Entonces, en una de esas visitas tan saboreables al hogar que hasta hace muy poco fue el único, hay que decidirse a botar papeles viejos. Ahí están las libretas, las agendas, los repasos de las asignaturas universitarias, los recortes de periódico que guardaste «porque un día me van a hacer falta».
Pero pasaron los años y nunca volviste a abrir la libreta, ni a consultar los repasos o las agendas porque la vida sigue su curso, cada vez más buscas y almacenas información digital y en el hogar que poco a poco formas has aprendido a valorar el espacio. Si hay que decidir entre los libros y los papeles viejos, los últimos pierden.
Una tarde entera se puede ir en el proceso de descarte.

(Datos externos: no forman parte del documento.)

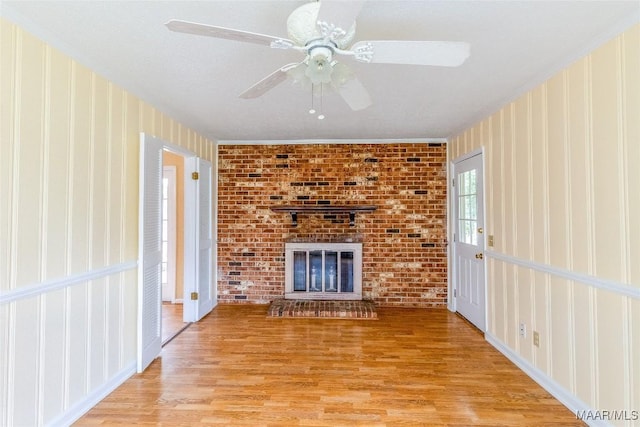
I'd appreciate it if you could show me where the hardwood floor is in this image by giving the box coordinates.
[77,305,583,426]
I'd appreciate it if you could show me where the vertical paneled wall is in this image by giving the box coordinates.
[449,26,640,425]
[0,20,215,425]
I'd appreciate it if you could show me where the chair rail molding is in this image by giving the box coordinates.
[0,260,138,305]
[485,250,640,299]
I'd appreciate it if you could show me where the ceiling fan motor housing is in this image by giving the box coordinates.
[287,2,356,49]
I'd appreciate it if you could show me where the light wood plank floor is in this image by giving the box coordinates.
[77,305,583,426]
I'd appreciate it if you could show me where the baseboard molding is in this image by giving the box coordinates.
[47,362,136,426]
[485,332,611,427]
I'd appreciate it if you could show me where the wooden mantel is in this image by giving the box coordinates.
[271,205,377,227]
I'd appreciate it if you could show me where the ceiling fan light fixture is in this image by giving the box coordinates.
[304,46,333,85]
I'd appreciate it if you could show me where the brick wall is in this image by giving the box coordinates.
[218,143,447,307]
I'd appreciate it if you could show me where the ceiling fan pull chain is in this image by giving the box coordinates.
[318,83,324,120]
[309,83,316,114]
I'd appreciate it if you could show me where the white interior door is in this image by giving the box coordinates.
[137,134,163,372]
[184,157,217,322]
[454,154,486,331]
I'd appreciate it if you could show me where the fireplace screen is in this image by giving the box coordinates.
[285,243,362,299]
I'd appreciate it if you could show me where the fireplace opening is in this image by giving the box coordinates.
[285,242,362,300]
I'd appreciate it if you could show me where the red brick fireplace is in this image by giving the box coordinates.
[218,143,447,307]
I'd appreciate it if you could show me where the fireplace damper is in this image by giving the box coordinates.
[284,242,362,300]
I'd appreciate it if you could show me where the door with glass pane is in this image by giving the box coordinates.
[454,154,486,331]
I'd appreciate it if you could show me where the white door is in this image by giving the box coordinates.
[454,154,486,331]
[184,157,217,322]
[137,134,163,372]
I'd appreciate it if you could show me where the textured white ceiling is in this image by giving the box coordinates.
[0,0,640,140]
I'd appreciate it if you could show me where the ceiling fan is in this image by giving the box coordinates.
[165,0,469,119]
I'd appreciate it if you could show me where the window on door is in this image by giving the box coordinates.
[458,169,478,246]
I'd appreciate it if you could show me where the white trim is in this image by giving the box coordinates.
[485,250,640,299]
[217,138,448,145]
[484,332,609,427]
[46,362,136,426]
[0,260,138,305]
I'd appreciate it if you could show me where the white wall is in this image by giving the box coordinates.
[449,25,640,425]
[0,20,215,425]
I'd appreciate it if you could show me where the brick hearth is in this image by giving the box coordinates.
[267,299,378,320]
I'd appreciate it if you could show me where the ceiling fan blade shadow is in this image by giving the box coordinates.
[240,62,302,99]
[165,19,293,48]
[351,40,470,67]
[338,77,371,111]
[318,0,364,32]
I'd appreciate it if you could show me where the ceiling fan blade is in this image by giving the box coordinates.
[318,0,364,32]
[165,19,294,48]
[351,40,469,67]
[338,77,371,111]
[240,62,302,99]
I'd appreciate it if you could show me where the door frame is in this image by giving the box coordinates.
[162,165,178,304]
[137,132,218,372]
[447,147,490,333]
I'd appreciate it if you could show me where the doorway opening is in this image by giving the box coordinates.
[161,162,190,347]
[137,133,217,372]
[452,151,487,332]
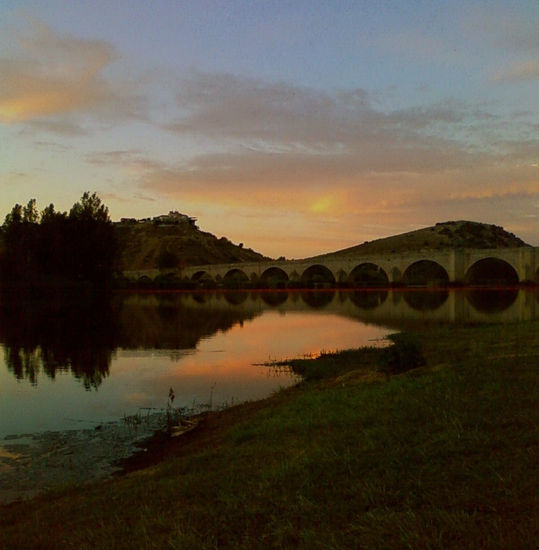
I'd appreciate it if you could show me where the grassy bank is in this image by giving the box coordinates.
[0,322,539,549]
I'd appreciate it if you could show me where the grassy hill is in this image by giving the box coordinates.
[115,222,267,270]
[317,221,529,258]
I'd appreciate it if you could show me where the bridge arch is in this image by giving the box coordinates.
[464,257,519,286]
[260,266,288,288]
[401,260,449,286]
[348,262,389,286]
[260,290,288,307]
[301,264,335,286]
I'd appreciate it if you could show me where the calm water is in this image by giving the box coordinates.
[0,290,539,437]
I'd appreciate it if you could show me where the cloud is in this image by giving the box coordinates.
[88,72,539,255]
[492,59,539,82]
[0,21,144,134]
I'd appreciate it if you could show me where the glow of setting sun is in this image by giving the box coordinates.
[309,196,335,214]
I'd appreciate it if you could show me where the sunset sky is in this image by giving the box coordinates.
[0,0,539,258]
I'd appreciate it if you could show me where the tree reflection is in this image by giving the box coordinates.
[0,293,258,390]
[0,293,116,390]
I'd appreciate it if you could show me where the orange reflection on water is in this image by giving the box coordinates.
[113,311,388,414]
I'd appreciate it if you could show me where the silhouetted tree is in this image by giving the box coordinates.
[0,192,117,288]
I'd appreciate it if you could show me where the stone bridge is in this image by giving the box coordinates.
[124,247,539,286]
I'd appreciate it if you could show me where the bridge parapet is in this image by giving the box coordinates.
[124,247,539,284]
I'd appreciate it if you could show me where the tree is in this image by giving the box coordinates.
[69,191,110,223]
[0,192,117,288]
[22,199,39,223]
[3,204,22,227]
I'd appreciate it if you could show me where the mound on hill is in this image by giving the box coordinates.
[317,221,530,258]
[115,216,268,270]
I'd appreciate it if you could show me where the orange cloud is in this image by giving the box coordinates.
[0,21,146,130]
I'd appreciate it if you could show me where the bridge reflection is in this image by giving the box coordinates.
[179,288,539,325]
[0,288,539,389]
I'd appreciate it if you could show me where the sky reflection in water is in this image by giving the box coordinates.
[0,290,539,437]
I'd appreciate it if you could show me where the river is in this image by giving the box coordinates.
[0,289,539,438]
[0,289,539,503]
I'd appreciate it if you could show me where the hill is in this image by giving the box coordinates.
[114,217,268,270]
[316,220,530,258]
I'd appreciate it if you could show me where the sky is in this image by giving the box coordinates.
[0,0,539,258]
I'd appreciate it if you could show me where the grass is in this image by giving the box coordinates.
[0,321,539,549]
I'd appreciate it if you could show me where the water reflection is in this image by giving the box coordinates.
[404,290,449,311]
[0,289,539,389]
[466,288,519,313]
[0,300,117,389]
[350,290,387,309]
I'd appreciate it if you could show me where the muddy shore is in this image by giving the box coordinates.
[0,413,174,504]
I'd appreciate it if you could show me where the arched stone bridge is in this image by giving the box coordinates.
[125,247,539,285]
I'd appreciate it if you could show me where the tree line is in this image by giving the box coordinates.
[0,192,117,289]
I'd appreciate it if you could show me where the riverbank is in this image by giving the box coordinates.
[0,321,539,549]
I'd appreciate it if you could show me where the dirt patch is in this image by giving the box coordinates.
[0,413,166,504]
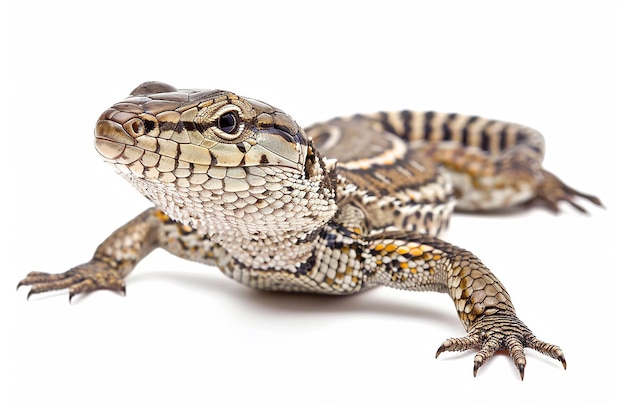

Cada página te lleva a un recuerdo, y dudas en echarlas en el nailon negro de la basura; pero no quieres ser como Fermina Daza, que nunca terminaba por botar nada y volvía a acomodarlo todo donde se disimulara el desorden.
Así se van, las dejas ir. Reordenas lo que se salvó del descalabro por razones prácticas o sentimentales, y tratas de no preguntarte si hiciste bien o mal. A fin de cuentas, hay que renunciar a la esclavitud de las cosas, no andar con el costado tan pegado a lo material.
Lo confieso, siempre he admirado a la gente que no se apega a nada, que lo sopesa todo por su valor utilitario y sabe que las cosas están hechas para usarlas (las usan y las desechan) y no para colocarlas en el panteón de los recuerdos.
Yo no llego a tal desprendimiento, detrás de todo veo el testimonio de una etapa, de una persona, de un sentimiento, y liberarme de papeles viejos se me vuelve una tortura con rezagos de culpabilidad, que me persiguen pasados los días. Por eso lo escribo, a ver si se me pasa.
Y no es que padezca del síndrome de acumulación compulsiva, lo demostré con esta última purga papelística, sino que establezco con lo mío una relación casi romántica: prefiero la edición vieja del libro porque tiene mis subrayados de los 14 años, o la mancha del café que prepara mi mamá en las tardes, y no importa si está feo o estropeado. En cada doblez, cuarteadura o desperfecto está la historia de quién y cómo he sido.
Sin embargo, sé que aprender a desprenderse es parte del crecimiento: lo imprescindible es lo que de haber calado tan profundo nos acompañará hasta el último de los días. Lo comprendo, hay que aligerarse, desempolvar las esquinas, aunque haya papeles viejos que sobrevivan a todas las limpiezas.